Nie przywiązuj się do drugiego najlepszego rozdania
Jest to łatwy błąd do popełnienia i nie tylko niedoświadczeni gracze są winni zbyt długiego trzymania się dobrego, ale niewystarczająco dobrego układu.
Zazwyczaj angażujemy się w grę z Ax, a kiedy pozornie mamy szczęście trafić asa na flopie, kontynuujemy grę tak, jakbyśmy mieli najlepszą rękę, ignorując naszego kiepskiego kickera. Bycie agresywnym w tego rodzaju scenariuszu, kiedy łatwo możemy zostać pokonani jest złym nawykiem.
Nie angażuj się na małym blindzie ze słabą ręką
Wiedza o tym, co robić na małej ciemnej, to odwieczna zagadka pokerowa. Ponieważ już zainwestowaliśmy, istnieje tendencja do myślenia, że jesteśmy zaangażowani i że musimy dołożyć tylko kilka żetonów, aby pozostać w rozdaniu. Oczywiście jest w tym pewna logika, ale tylko w połączeniu z przyzwoitym układem. Jeśli mamy słabą rękę najlepszą opcją jest po prostu spasowanie i nie angażowanie się w rozdanie, mała w ciemno to najgorsza pozycja do rozgrywania słabej ręki.
Nie broń Big Blinda ze słabą ręką
Dobra praktyczna zasada, która powinna pomóc, gdy jesteś na dużej ciemnej, to zawsze brać pod uwagę, że agresywny przeciwnik może mieć naprawdę silną rękę. W takim przypadku nasza automatyczna obrona może być naprawdę kosztowna. Co więcej, nawet jeśli bronimy się tylko raz mierną ręką, a potem zrezygnujemy po flopie, może się to wydawać nieistotne, ale robienie tego z czasem jest kumulatywnie i dużo nas kosztuje na dłuższą metę.
Nie angażuj się zbytnio w małe pule
Często słyszymy o tym, jak ważne jest – zwłaszcza w turnieju – zbieranie puli, nawet małych, aby powiększać nasz stack. Oczywiście, rzeczywiście bardzo dobrym podejściem jest dla nas walka o „martwe” żetony, gdy pojawiają się takie okazje, ale za jaką cenę? Jak bardzo powinniśmy się poświęcić, jaką część naszego stacka powinniśmy zaryzykować i zainwestować, aby wygrać małą pulę?
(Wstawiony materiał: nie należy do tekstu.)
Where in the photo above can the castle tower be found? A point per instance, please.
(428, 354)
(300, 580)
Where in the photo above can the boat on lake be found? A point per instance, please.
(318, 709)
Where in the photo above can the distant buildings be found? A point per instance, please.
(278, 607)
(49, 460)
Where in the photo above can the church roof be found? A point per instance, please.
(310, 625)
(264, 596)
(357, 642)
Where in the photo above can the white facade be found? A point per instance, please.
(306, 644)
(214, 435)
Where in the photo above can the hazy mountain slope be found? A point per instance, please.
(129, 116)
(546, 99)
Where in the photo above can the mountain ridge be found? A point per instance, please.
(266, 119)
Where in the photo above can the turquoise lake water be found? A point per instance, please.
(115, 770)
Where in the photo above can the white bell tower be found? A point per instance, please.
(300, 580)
I w tym tkwi problem. Być może ryzykujemy zbytnie zaangażowanie się w rozdanie, którego nie powinniśmy byli brać w pierwszej kolejności, tylko po to, aby wygrać to, co zaczęło się jako mała pula. Pamiętaj – mała pula i „martwe” żetony nie muszą oznaczać tego samego.
Baw się dobrze!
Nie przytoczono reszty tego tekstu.